Die Subtypen und wie man sie besser verstehen kann

Im damals angebotenen Einführungskurs ins Enneagramm nach Richard Rohr und Andreas Ebert wurde ich zunächst in den Raum 8 hineingestellt. wahrscheinlich weil ich aktiv an den Diskussionen teilnahm und spontan reagieren konnte. Doch ich fühlte mich nie wohl im 8er Raum. Sondern beim ersten, intensiven Durchlesen habe ich mich sofort im 4er Raum wohlgefühlt.

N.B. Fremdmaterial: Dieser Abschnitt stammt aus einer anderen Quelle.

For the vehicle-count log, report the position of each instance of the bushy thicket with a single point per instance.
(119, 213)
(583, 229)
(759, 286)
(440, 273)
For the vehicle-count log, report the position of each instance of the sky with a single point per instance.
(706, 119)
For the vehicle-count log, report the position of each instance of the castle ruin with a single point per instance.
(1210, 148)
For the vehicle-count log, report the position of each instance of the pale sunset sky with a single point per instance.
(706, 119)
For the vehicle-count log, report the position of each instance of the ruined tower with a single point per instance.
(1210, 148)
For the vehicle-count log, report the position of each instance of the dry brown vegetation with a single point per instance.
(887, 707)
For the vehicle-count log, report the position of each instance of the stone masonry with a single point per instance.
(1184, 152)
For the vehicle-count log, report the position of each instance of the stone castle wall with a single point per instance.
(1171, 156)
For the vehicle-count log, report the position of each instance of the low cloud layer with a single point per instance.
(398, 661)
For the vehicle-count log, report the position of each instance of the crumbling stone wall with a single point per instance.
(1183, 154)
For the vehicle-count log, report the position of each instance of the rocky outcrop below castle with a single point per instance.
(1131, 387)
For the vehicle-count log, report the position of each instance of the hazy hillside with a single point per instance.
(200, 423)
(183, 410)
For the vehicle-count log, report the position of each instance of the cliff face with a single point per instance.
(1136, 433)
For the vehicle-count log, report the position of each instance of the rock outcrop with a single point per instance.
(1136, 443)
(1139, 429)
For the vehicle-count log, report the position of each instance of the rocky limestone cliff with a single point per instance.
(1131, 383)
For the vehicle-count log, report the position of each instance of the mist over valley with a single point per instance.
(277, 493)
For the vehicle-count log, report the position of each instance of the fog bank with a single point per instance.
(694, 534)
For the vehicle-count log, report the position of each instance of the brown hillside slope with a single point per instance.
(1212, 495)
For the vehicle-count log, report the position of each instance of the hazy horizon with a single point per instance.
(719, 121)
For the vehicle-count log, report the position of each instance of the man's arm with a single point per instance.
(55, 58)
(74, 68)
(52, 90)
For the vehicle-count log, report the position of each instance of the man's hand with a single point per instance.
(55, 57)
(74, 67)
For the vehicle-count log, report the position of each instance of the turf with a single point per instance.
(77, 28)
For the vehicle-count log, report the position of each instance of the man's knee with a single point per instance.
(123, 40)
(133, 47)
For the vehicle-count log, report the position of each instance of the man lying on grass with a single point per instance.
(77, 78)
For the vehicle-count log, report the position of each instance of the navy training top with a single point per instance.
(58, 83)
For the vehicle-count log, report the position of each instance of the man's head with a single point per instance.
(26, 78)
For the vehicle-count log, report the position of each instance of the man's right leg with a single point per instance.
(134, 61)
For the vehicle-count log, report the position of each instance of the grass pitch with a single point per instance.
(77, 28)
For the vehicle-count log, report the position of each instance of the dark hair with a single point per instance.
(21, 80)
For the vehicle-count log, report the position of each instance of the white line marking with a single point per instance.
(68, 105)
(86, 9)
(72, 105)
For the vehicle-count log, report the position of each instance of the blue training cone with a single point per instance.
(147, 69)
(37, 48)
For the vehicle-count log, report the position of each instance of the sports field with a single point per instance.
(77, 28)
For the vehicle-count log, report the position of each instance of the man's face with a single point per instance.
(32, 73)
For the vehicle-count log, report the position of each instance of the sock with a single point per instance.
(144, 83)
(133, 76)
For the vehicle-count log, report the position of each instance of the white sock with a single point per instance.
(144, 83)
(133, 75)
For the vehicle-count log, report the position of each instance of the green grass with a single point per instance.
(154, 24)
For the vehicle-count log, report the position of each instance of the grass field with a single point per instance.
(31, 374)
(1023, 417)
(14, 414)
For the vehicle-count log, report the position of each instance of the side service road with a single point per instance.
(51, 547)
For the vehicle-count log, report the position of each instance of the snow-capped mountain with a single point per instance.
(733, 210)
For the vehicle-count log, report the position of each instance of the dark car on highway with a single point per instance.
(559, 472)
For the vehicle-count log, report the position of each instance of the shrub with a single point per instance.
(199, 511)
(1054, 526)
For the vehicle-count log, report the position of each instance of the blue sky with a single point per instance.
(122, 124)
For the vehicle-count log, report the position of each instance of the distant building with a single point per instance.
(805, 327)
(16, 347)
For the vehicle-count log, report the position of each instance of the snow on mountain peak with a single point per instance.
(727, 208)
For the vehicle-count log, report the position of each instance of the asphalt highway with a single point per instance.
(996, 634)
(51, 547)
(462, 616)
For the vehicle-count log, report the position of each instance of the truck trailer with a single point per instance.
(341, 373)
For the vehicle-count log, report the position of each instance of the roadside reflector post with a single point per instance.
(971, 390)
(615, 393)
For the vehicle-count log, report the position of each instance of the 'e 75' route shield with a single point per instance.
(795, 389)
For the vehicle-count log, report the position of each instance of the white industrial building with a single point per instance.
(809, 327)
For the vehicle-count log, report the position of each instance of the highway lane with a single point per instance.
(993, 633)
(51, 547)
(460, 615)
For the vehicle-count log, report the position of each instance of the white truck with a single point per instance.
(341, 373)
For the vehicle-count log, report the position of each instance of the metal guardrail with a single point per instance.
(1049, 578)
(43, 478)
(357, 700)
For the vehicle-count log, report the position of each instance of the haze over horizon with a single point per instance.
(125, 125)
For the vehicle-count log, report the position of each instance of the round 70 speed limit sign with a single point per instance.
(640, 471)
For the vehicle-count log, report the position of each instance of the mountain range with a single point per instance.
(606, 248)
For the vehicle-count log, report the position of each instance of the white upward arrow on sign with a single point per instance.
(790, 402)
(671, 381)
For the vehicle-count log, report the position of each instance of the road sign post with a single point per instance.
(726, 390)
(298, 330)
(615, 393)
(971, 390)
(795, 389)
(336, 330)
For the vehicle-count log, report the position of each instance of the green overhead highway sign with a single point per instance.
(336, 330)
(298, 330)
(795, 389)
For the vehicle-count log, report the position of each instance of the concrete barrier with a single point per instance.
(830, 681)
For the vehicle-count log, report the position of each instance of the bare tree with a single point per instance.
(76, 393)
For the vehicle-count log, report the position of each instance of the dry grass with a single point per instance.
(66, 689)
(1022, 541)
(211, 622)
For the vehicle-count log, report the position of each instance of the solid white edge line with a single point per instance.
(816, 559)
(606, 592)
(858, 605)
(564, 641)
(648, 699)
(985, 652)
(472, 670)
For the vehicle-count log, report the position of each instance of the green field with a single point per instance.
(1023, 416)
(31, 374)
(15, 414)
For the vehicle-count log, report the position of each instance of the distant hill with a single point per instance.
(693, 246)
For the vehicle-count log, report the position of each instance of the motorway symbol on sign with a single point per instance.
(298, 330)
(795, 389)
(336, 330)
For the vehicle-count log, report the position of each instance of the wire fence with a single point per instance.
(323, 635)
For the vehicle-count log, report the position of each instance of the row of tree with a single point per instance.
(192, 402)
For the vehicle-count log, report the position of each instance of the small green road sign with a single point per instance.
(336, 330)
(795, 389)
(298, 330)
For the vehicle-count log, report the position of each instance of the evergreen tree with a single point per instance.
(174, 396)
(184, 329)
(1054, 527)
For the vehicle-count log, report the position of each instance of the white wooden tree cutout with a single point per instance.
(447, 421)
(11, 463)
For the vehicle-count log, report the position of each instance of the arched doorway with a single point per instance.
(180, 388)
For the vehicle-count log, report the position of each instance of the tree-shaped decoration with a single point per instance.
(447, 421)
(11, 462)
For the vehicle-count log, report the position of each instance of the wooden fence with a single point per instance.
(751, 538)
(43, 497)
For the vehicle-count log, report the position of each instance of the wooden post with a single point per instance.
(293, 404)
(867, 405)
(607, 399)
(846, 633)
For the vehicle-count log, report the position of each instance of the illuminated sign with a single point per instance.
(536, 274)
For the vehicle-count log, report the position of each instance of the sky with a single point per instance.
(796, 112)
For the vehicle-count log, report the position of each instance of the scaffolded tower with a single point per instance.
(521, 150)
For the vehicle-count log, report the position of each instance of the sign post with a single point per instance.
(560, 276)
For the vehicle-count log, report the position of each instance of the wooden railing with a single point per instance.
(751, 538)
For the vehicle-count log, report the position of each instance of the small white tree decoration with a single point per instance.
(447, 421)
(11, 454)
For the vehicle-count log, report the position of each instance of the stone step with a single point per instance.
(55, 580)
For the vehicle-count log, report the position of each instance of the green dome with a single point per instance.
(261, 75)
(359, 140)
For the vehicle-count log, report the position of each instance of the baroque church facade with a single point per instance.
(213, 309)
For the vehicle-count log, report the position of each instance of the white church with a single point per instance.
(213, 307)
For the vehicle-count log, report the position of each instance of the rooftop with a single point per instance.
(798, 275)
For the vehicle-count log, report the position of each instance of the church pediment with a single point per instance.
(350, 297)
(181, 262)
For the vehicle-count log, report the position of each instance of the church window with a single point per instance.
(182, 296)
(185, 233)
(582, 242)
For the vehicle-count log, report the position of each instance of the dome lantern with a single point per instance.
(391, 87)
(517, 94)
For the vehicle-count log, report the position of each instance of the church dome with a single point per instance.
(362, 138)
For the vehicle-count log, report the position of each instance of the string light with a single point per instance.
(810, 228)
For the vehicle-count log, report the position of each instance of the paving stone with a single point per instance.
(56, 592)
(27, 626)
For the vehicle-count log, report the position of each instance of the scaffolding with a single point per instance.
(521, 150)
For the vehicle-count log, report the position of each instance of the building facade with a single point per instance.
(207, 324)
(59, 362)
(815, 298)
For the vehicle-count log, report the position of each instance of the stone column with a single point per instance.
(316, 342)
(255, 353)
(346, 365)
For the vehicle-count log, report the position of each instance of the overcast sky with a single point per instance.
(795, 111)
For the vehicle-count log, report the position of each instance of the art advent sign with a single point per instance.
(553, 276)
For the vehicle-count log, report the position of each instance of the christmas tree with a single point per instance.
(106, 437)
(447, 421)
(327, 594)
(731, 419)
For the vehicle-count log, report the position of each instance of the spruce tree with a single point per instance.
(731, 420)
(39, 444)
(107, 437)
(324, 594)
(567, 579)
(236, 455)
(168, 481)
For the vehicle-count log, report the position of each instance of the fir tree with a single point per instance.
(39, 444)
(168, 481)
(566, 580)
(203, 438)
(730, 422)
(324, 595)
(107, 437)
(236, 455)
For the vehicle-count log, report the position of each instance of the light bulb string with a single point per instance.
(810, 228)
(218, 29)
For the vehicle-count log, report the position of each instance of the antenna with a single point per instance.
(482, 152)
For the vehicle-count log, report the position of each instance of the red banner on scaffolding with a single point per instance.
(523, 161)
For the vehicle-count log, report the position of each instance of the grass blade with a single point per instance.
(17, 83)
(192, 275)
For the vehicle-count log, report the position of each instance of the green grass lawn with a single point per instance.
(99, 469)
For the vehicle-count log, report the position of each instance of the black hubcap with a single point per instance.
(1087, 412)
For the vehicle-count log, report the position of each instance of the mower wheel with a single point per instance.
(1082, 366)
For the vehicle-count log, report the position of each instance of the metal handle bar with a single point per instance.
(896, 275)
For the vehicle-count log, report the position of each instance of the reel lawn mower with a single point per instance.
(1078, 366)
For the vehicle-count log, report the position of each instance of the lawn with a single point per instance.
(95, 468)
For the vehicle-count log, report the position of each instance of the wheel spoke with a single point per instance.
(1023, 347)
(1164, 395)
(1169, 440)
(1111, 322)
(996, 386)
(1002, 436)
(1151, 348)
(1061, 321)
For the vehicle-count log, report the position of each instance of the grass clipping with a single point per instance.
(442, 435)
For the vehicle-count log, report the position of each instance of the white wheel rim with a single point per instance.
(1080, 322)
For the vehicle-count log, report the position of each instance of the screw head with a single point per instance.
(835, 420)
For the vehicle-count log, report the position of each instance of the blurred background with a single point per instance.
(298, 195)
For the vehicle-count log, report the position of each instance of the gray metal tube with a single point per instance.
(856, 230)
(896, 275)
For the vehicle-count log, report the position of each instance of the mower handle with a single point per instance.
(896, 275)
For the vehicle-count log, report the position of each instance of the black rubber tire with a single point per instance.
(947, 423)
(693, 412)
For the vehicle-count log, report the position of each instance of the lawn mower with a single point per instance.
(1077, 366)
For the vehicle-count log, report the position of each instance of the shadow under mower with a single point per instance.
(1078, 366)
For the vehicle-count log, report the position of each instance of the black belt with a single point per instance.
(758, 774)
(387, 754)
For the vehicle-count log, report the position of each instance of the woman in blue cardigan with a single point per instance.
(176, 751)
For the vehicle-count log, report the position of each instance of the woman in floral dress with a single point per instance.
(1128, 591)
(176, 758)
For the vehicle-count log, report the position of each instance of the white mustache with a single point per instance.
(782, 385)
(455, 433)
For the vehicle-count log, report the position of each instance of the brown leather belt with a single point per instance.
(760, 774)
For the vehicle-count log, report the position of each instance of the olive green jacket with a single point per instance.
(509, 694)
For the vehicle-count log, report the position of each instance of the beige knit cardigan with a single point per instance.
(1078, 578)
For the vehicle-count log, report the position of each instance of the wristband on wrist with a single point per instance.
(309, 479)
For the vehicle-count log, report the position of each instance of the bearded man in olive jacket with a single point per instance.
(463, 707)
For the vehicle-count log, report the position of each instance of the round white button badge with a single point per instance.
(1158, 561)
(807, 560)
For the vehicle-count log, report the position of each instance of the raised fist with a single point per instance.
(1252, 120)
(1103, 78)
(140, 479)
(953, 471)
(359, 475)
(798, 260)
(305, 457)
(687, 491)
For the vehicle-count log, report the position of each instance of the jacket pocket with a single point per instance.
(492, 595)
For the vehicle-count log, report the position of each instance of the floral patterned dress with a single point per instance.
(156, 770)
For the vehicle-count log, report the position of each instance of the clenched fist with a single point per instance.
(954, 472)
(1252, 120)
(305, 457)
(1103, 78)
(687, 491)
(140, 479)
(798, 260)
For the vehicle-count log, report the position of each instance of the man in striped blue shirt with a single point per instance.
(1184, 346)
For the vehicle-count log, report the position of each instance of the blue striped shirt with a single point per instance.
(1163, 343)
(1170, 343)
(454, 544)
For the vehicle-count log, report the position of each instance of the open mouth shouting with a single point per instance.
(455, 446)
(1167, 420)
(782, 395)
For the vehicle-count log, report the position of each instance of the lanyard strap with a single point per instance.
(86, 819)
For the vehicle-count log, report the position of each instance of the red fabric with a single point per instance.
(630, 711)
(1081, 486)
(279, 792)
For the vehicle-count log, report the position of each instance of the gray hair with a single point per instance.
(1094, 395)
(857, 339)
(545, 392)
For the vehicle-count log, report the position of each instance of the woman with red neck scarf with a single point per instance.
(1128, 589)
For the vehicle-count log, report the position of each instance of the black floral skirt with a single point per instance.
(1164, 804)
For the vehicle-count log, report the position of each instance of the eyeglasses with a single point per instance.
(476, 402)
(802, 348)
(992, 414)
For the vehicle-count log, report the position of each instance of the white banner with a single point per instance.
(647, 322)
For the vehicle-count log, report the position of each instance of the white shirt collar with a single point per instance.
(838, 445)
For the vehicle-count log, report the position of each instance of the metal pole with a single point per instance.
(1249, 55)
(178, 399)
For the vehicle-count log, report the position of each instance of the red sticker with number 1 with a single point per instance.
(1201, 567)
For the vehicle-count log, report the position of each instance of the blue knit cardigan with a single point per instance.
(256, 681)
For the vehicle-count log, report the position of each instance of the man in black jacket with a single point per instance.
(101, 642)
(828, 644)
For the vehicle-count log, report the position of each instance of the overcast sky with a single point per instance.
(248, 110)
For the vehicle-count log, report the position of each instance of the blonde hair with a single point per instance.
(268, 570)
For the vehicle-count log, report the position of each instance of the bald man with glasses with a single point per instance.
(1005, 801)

So vieles passte zu mir, in so vielem erkannte ich mich wieder. Das Einzige, das ich ausblendete war der NEID. Neidisch sein, das kannte ich doch nicht. Nein, wirklich nicht.
In den vielen Jahren der Auseinandersetzung mit dem Enneagramm bin ich mir auf die Schliche gekommen. In den unzähligen Einführungs- oder Vertiefungskursen, die ich mit verschieden Kollegen leiten durfte, merkte ich allmählich, wie der NEID in meinem Leben doch eine grosse Rolle spielte.
Ich begann mich intensiv damit auseinander zu setzen, und da kam so manch Verschüttetes ans Licht.

Hier nur zwei Beispiele:
ich war wirklich sehr eifersüchtig auf meine liebe Freundin, die mit drei kleinen Buben ins Berufsleben zurück kehren wollte und konnte. Meine Familiensituation war eben ganz anders. Mir war das nicht möglich. Im Innersten wollte ich dies auch nicht. Das behütete Aufwachsen meiner drei Kinder war eine besondere Aufgabe, die ich mit Einfühlungsvermögen leben möchte. Als in der Kirchgemeinde für die Sonntagschularbeit Verstärkung gesucht wurde, war dies für mich ein Lockruf. Wäre das nicht etwas für mich? So konnte ich den Faden zu meinem Theologiestudium weiter spinnen und geistig am Ball bleiben. Auf diese Weise minimierte ich den Neid. 16 Jahre war ich eine begeisterte «Sonntag-Schul-Lehrerin» und durfte mit Elan die biblischen Geschichten vielen Kindern weitergeben. Der Neid hatte keinen Platz mehr.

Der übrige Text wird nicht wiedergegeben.